Against a resourced threat actor directly attacking you yes. If you're a "terrorist group" then you're fucked by opsec mistakes like that. More complicated is that tech companies like Google, your email provider, bank, etc aren't really going to be interested in helping the feds coordinate and unmask VPN users. They'll either block VPN access entirely for their own reasons (risk compliance) or not. Facebook a bit more up in the air given how they're basically an info gathering operation for the west but still I don't think they're going to unless forced hand over lists of time, IP address, real name access logs of people connecting from VPNs for what? Hunting down people viewing porn? To do that you'd need either a tap on the porn provider's infrastructure or their cooperation (they'd rather just block VPN addresses at that point I think) or else to have compromised the VPN itself. You could try and do timing attacks I suppose. I tend to doubt that much effort will be expended on porn because it's simply not the real target just a convenient moral hazard to panic about and bulldoze over initial opposition with.
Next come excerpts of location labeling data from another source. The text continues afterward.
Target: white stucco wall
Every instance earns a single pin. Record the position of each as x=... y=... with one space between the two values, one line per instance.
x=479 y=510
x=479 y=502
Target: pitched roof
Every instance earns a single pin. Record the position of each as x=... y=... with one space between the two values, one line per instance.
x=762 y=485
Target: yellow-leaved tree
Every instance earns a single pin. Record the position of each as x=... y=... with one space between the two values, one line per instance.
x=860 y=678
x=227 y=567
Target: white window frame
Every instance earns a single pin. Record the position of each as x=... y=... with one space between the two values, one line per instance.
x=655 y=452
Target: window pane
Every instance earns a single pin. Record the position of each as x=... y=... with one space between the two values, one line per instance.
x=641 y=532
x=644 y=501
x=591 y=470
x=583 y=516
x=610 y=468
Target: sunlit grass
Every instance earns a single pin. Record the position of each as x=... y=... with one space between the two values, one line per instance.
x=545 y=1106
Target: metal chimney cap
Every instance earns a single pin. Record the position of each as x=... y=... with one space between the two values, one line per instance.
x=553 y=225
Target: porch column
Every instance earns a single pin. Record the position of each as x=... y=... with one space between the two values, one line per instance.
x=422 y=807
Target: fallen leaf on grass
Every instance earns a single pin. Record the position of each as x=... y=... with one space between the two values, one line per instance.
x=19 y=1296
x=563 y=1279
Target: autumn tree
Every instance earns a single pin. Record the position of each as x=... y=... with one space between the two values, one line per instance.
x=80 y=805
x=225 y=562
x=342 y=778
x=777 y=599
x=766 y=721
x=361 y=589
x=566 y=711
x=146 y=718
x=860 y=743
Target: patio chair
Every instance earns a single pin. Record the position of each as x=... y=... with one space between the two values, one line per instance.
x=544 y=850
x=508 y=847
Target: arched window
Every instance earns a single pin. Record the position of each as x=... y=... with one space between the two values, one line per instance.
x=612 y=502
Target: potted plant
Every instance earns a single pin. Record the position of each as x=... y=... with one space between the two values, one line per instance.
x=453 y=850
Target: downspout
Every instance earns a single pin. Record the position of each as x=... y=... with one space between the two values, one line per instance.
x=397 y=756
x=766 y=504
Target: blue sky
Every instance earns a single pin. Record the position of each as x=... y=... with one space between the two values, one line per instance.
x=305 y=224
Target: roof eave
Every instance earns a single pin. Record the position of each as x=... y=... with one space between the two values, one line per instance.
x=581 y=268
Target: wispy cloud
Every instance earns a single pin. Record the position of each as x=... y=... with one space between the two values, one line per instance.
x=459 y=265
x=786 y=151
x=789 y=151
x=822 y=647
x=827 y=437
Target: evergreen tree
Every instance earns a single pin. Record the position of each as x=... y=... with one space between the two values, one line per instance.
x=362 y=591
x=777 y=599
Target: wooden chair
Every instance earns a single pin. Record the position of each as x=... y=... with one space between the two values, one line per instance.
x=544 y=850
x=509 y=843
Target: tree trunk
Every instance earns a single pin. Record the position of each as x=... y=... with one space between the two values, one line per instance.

So in an absolute sense yes you shouldn't connect to things that connect back to your real identity while on your VPN, especially while on your VPN and in the same session from the same end-point doing things you want to hide from threat actors of a government kind. So for example if you create an anonymous Twitter account and post some violent threats on your VPN and then log into and browse facebook and do this a few times that's a way of potentially being caught or at least an attack surface you don't want. But in that example both Twitter and facebook are cooperating actively whereas I think porn sites would be less keen to cooperate on unmasking users rather than just blocking VPNs at that point. It could happen I suppose for government blackmail but I tend to think they'd just prefer the porn sites end up blocking VPNs at that point and force people to browse after submitting ID.

As to the hiding in a crowd thing. If they can actually use machine learning to sift through the vast NSA gathered signals intelligence in bulk at scale that would be the end of that strategy having any merit because they'd have total visibility and insight into most things and could even do traffic timing coordination attacks on a bulk scale and without significant mitigations that wouldn't be possible to easily defeat.

I tend to suspect things like Signal are compromised by a National Security Letter or other means. But those are "deep secrets" meant for catching valuable fish so not likely to be blown on anything too mundane like a moral panic. E-mail isn't really safe at all. You can hide message content using PGP (but unless you're exchanging your keys in person or taking great pains to obfuscate them that may not help if you exchange keys online via the same or similar mechanism) but not metadata which is what they most care about for crushing activists which allows them to create relationship graphs mapping out people with relations to others like members of an org.

[-] GrafZahl@hexbear.net 1 points 4 days ago

Thank you, I think I will have to reconsider the usefulness of VPN. I may have been more pessimistic about them than warranted. I hadn't realized that metadata in E-Mails thing but that makes sense. Also too many people stay logged into their accounts all the time anyways, so it sucks when someone gets their devices confiscated.